Quant à la remise en question et au sens à donner à certains des concepts développés dans l’ouvrage, il est à déplorer qu’ils aient déstabilisé le professeur Laberge, au premier chef, celui de Nouvelle-France. L’utilisation de ce toponyme dans le titre du livre se veut pourtant claire. Sa compréhension spatiale étant entrée depuis des générations dans la pratique langagière, celle-ci devait circonscrire nettement dans l’esprit du lecteur le territoire étudié, en tout ou en partie, le Canada en faisant partie. Par ailleurs, si on veut désigner la périodisation pendant laquelle l’industrie halieutique canadienne s’est développée, l’usage courant veut que l’on parle du Régime français. On dira aussi la période de la Nouvelle-France. Le lecteur verra d’un seul coup d’oeil que la distinction est faite dans l’index du livre.

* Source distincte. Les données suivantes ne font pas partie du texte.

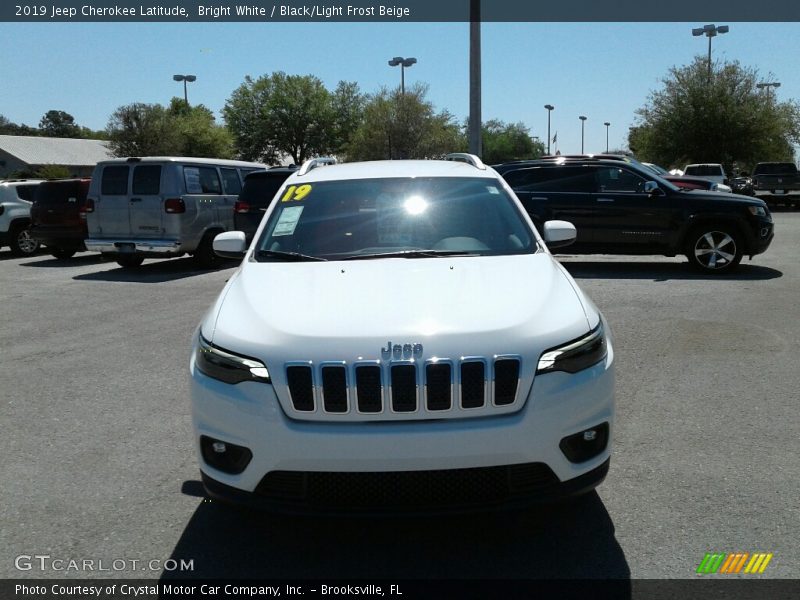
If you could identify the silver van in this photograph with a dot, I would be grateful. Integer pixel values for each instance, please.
(160, 207)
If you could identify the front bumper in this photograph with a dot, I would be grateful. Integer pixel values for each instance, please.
(339, 454)
(152, 248)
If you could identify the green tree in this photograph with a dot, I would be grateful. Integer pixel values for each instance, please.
(140, 129)
(198, 131)
(281, 115)
(57, 123)
(728, 120)
(504, 142)
(397, 125)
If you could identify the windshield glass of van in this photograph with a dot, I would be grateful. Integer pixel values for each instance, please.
(410, 217)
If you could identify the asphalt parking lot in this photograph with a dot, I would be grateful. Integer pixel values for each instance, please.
(98, 461)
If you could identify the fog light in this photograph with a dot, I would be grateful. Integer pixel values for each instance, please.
(224, 456)
(584, 445)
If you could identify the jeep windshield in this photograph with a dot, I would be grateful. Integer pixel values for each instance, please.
(394, 217)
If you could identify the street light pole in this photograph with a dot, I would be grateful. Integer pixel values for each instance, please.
(549, 107)
(767, 86)
(710, 31)
(184, 79)
(583, 122)
(403, 62)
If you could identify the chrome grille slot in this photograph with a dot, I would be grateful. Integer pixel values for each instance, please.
(368, 389)
(301, 387)
(438, 386)
(398, 390)
(506, 381)
(334, 388)
(404, 388)
(473, 384)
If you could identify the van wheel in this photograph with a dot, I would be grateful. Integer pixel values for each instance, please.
(713, 249)
(204, 256)
(129, 262)
(63, 253)
(21, 242)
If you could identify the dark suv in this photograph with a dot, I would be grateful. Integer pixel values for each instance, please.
(254, 199)
(620, 207)
(58, 216)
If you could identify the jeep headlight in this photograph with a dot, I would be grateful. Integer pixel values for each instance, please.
(226, 366)
(576, 355)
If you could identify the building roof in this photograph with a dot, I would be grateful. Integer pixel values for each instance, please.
(35, 150)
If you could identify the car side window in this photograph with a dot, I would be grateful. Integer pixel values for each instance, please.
(147, 180)
(114, 181)
(202, 180)
(230, 181)
(551, 179)
(614, 179)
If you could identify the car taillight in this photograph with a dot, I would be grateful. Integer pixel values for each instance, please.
(174, 205)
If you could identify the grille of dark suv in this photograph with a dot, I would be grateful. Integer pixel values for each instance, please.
(442, 387)
(438, 489)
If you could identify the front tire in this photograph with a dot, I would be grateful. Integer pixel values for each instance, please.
(712, 249)
(63, 253)
(129, 261)
(22, 243)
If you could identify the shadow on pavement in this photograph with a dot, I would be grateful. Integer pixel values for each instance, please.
(155, 271)
(661, 271)
(572, 540)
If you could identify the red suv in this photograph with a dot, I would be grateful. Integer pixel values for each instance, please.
(58, 216)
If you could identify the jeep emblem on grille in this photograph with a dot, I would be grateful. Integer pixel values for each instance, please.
(401, 350)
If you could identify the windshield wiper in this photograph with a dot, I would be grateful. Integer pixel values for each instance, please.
(413, 254)
(293, 256)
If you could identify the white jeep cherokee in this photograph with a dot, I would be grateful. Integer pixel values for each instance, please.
(398, 336)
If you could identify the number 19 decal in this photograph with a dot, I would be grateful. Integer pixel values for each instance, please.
(296, 192)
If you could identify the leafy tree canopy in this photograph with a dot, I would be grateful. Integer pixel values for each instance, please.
(725, 120)
(404, 125)
(281, 115)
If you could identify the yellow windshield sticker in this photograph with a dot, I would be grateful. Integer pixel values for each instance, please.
(296, 192)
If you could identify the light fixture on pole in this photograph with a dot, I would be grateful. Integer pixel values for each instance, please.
(583, 122)
(403, 62)
(184, 79)
(772, 84)
(709, 31)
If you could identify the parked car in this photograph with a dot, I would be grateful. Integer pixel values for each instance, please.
(620, 207)
(742, 184)
(483, 395)
(162, 207)
(58, 216)
(697, 183)
(688, 183)
(15, 215)
(776, 182)
(713, 171)
(259, 189)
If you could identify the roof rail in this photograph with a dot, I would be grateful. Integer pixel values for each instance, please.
(470, 159)
(314, 163)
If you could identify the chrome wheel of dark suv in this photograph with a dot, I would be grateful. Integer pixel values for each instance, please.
(714, 250)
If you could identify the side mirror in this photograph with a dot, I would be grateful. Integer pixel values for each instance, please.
(231, 244)
(652, 188)
(559, 233)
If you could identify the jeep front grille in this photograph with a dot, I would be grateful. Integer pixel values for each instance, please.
(434, 389)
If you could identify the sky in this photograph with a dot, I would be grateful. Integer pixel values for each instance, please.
(604, 71)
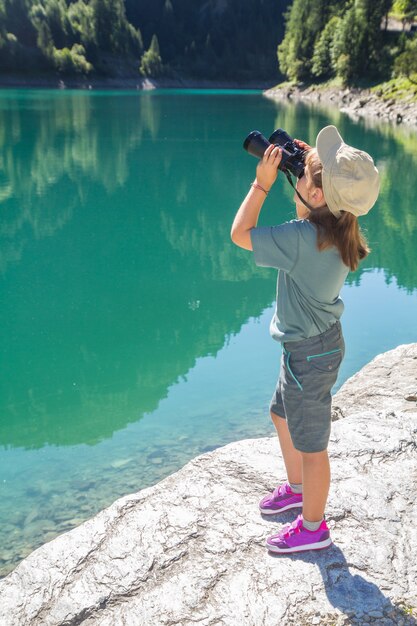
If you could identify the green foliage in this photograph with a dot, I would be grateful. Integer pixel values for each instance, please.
(343, 40)
(71, 61)
(406, 63)
(151, 63)
(323, 62)
(406, 8)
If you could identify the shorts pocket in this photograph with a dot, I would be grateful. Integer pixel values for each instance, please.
(326, 361)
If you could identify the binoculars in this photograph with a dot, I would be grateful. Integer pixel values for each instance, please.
(292, 156)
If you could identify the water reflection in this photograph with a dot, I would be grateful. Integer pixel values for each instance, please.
(115, 278)
(117, 269)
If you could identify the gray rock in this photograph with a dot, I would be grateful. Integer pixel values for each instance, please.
(190, 550)
(354, 102)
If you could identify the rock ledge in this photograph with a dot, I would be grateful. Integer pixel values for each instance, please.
(190, 550)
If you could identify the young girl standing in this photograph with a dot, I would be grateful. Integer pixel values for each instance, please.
(313, 254)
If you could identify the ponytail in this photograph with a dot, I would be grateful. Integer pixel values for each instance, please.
(343, 232)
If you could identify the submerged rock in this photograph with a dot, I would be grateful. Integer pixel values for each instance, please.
(191, 549)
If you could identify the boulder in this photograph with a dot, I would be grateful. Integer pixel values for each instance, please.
(191, 549)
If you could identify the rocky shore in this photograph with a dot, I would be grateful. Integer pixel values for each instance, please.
(191, 549)
(354, 102)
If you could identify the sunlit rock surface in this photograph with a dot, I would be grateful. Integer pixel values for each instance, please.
(191, 549)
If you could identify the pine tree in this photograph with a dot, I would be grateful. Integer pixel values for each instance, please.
(151, 62)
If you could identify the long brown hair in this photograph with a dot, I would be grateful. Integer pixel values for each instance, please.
(343, 232)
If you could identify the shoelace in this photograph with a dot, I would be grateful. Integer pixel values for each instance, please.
(280, 491)
(290, 529)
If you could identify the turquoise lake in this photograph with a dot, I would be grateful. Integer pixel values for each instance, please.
(134, 334)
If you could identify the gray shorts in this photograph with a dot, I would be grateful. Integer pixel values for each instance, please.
(308, 372)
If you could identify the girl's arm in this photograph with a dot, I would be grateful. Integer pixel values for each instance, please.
(247, 216)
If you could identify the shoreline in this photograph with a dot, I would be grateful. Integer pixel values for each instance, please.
(353, 101)
(128, 82)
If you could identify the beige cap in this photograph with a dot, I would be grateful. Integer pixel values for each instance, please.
(350, 178)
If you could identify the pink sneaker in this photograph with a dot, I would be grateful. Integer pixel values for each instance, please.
(295, 538)
(281, 499)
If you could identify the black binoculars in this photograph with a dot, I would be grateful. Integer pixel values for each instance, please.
(292, 156)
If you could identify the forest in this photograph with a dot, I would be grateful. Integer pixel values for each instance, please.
(241, 40)
(212, 39)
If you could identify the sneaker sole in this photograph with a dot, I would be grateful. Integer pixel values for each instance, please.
(310, 546)
(294, 505)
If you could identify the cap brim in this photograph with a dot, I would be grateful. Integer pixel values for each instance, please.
(328, 143)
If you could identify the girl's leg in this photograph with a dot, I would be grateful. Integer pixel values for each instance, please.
(316, 484)
(292, 457)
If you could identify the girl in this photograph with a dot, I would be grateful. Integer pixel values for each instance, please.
(313, 254)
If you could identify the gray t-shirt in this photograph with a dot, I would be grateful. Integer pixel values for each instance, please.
(309, 281)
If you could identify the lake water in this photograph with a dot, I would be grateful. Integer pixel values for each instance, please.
(134, 334)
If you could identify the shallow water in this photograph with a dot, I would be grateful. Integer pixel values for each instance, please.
(135, 335)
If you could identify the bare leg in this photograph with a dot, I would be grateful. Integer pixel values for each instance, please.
(316, 484)
(292, 457)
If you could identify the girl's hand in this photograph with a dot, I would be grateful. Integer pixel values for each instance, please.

Au final, bien plus que de rejoindre la richesse d’une histoire locale et régionale, comme le conclut le professeur Laberge, La pêche à la morue en Nouvelle-France parvient à enrichir par ces procédés, et bien d’autres détaillés dans le livre, un volet peu traité de l’histoire nationale, et pour être plus précis, de la Nouvelle-France.

Quoi qu’il en soit, l’attention que le professeur Laberge porte à l’ouvrage témoigne de sa pertinence. Depuis près de quarante ans, personne ne s’est intéressé à l’industrie de la pêche à la morue pratiquée par les Canadiens (et non pas par les gens établis au pays Basque, en Bretagne ou en Normandie). Enfin quelqu’un qui s’y arrête ! Sa présentation aura pour le moins le mérite d’attirer l’attention des historiens sur ce champ de recherche, d’autant que ce livre se veut un point de départ pour son étude et non pas un aboutissement.